The presentation, “Arkansas, Yugoslavia, and Sierra Leone: Race, Ethnicity, and Violence in a Global Perspective,” will feature talks by three scholars in regional race and violence, followed by a moderated discussion.

Scholars and their presentations include:

  •   “Sundown Towns: Race and Violence in Arkansas” by Dr. Guy Lancaster, editor of the Encyclopedia of Arkansas History and Culture
  •   “Ethnic Space and Genocide in Twentieth Century Southeastern Europe:  From the Balkan Wars of the 1910s to the Yugoslav Wars of the 1990s” by Dr. Emil Kerenji, applied research scholar, United States Holocaust Memorial Museum
  •   “Framing in the Making: Race, Violence, and Sex in Sierra Leone” by Dr. Tusty ten Bensel, UA Little Rock assistant professor of criminal justice

Audience members can use a laptop, tablet, or smartphone to ask questions of the presenters, view documents, and give feedback during the talks by visiting the website.   

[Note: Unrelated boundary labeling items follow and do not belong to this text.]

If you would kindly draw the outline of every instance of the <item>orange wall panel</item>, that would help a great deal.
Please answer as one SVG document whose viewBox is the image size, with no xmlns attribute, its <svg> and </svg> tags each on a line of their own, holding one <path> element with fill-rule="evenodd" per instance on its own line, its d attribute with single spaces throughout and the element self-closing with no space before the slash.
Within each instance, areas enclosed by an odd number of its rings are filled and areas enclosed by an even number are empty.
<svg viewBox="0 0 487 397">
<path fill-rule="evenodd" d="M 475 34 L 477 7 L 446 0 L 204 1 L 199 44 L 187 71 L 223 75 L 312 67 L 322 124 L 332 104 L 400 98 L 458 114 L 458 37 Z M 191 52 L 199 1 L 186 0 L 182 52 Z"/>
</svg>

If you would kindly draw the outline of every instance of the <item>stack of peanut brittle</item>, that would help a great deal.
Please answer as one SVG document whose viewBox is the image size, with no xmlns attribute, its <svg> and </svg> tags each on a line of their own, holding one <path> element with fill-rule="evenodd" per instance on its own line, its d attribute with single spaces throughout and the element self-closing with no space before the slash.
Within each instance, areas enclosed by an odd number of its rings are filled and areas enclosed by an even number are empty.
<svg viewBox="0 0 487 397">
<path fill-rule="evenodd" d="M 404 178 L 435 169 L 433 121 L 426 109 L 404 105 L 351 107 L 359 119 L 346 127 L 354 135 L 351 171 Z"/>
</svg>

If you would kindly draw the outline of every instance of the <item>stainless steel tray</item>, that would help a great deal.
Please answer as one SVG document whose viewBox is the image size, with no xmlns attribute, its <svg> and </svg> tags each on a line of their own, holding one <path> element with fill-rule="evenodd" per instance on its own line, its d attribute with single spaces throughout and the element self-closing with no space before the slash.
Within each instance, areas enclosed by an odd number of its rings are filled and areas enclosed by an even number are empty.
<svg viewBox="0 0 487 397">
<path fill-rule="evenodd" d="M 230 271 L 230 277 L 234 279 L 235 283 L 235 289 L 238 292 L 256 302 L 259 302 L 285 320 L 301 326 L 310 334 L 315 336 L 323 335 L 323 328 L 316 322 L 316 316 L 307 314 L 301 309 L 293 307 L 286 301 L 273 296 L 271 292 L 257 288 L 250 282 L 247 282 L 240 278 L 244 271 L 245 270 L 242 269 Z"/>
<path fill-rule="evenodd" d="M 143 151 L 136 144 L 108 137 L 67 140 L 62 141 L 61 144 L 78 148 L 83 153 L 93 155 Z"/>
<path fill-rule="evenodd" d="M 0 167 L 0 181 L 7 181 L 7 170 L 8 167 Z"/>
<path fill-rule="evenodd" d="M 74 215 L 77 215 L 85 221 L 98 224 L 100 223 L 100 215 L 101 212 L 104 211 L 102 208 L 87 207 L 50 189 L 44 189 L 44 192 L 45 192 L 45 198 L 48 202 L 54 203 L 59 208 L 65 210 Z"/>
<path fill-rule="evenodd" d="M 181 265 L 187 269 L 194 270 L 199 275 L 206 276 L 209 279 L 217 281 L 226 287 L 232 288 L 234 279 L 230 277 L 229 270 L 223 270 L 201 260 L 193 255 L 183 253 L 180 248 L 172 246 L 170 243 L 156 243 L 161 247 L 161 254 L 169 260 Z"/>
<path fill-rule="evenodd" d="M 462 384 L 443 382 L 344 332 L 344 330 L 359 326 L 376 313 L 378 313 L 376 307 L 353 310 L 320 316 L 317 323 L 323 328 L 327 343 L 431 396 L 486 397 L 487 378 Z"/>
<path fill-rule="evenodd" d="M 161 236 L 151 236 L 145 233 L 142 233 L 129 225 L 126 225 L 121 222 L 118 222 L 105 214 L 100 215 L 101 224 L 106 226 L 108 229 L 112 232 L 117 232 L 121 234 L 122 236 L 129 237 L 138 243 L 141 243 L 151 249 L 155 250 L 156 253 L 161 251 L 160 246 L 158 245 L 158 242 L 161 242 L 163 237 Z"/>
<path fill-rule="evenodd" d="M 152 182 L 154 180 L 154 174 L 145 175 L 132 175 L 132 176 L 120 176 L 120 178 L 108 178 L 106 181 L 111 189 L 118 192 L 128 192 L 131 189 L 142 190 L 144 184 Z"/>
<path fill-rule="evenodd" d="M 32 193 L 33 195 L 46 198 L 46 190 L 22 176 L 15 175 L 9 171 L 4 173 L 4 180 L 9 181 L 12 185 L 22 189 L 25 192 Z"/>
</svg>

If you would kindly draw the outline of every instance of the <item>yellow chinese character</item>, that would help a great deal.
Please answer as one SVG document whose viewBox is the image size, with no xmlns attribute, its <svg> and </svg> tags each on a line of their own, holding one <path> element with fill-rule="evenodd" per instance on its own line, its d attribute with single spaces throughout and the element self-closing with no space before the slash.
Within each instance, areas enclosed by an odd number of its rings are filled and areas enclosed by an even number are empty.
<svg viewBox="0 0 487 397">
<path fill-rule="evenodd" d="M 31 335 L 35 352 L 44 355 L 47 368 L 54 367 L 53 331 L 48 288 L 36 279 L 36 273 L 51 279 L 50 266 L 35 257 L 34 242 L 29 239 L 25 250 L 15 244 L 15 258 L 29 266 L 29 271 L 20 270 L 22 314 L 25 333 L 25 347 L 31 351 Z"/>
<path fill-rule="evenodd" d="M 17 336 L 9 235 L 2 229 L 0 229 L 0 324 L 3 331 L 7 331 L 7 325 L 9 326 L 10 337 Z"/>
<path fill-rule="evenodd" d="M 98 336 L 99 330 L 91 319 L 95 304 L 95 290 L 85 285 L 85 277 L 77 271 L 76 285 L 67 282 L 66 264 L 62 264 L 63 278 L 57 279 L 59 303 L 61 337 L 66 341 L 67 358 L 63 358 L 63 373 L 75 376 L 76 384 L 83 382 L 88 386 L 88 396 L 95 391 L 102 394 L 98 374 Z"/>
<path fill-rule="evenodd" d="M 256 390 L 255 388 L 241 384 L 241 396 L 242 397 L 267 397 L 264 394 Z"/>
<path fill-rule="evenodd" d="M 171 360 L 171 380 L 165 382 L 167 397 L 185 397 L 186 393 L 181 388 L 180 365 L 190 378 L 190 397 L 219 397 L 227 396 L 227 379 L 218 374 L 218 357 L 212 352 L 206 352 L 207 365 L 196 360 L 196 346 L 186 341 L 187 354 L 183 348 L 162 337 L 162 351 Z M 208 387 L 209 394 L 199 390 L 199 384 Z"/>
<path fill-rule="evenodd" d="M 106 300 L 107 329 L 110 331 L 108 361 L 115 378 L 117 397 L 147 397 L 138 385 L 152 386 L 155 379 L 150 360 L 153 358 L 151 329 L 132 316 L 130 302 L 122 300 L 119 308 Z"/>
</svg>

During the visit, museum representatives will meet with UA Little Rock Chancellor Andrew Rogerson and Interim Provost Deborah Baldwin to discuss the campus climate on race and ethnicity.

This program is part of the “Extrajudicial Violence and Questions of Complicity” series, made possible by the Campus Outreach Lecture Program of the United States Holocaust Memorial Museum’s Jack, Joseph and Morton Mandel Center for Advanced Holocaust Studies. Generous support was provided by Jack and Goldie Wolfe Miller and the Robert and Myra Kraft Family Foundation.